Well, they don’t just catch the fish they want. If they set their nets on a school of tuna or mackeral, that’s mostly what they will get. However, often there will be a good deal of what is called “bycatch,” non-commercial fish that are simply discarded, often in a dead or dying condition. Commercial fishing can sometimes be very wasteful.
Generally it’s discarded because 1) it’s not economically worthwhile in terms of time to sort through for the few saleable species, and 2) the low-value stuff would take up cargo space that could be used for the valuable species. You’re not going to fill up your hold with species suitable for cat food when you need it for tuna.
It is not that the incidental bycatch is not marketable, (there is a market for most all fish) but that the bycatch are species that are protected and not allowed to be kept. And they must be thrown overboard to prevent the boat from profiting by ‘accidental’ catches. Even though these fish are dead and valuable they must be discarded.
This incidental bycatch can determine when the fishing season must end. numbers below are used for example only
Say it is bottomfish season here in the Pacific NW and a million pounds is the seasonal quota for the sole, flounder, etc that can be caught. But yellow-eyed rockfish are endangered and an incidental bycatch of 10000 lbs is the limit. Once that 10000 lbs is caught (and discarded) the season is OVER for the entire fleet, even if 600,000 lbs of the allowable sole, etc is still uncaught.
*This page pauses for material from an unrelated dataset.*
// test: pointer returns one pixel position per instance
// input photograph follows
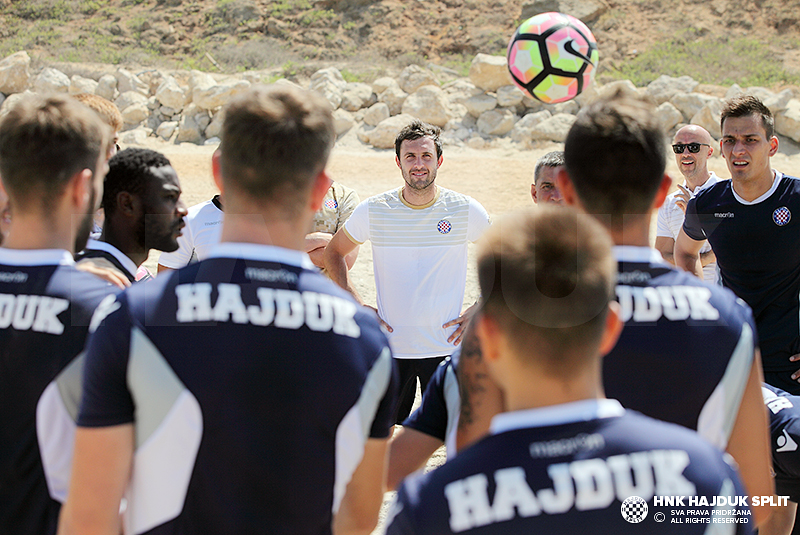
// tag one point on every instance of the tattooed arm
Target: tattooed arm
(480, 397)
The gives the fleet incentive to fish in areas where they are less likely to catch the yellow-eye. The industry is highly regulated including onboard cameras and GPS.
As far as crab and the Deadliest Catch goes, crab pots are designed to allow for escape for non-target species, and under-size and females can be safely tossed back without harm to the crab.
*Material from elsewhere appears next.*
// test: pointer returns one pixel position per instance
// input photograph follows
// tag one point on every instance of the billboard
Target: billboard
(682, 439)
Yes the byproducts are desireable. I spent 29 years working as a manager at a plant that used the scrap and otherwise undesireable human food grade fish to make fishmeal, fishoil, pet food flavors and hatchery fish feed among other things.
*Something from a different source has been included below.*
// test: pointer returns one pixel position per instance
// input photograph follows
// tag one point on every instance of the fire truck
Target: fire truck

The hatchery feed was mainly for salmon and required a high level of fish protien since that is what salmon eat, other fish. What protien we could not make ourselves had to be imported from South American as fishmeal.
Fish meal is a huge worldwide commodity. White fish from Alaska, anchovy from Peru and Chile, menhaden from the gulf of Mexico. But these are caught fairly close to shore in one or 2 day trips. If you are fishing tuna the boats go very long distances and you would not want to use the space to keep so called ‘trash’ fish.
The captains tend to have spots where they caught large loads of crabs in the past. However, this doesn’t alway work as there can be few crabs or the wrong type. I remember one episode where a ship caught a huge load of crab. Unfortunately, the crab were all female and had to be thrown back.
Why do they call them “pots” when they are clearly not made from pottery materials, such as porcelain or ceramic (some of them could be made of cast iron, I suppose, but the pictures I’ve seen don’t really look like it)? In fact, they look a lot like cages.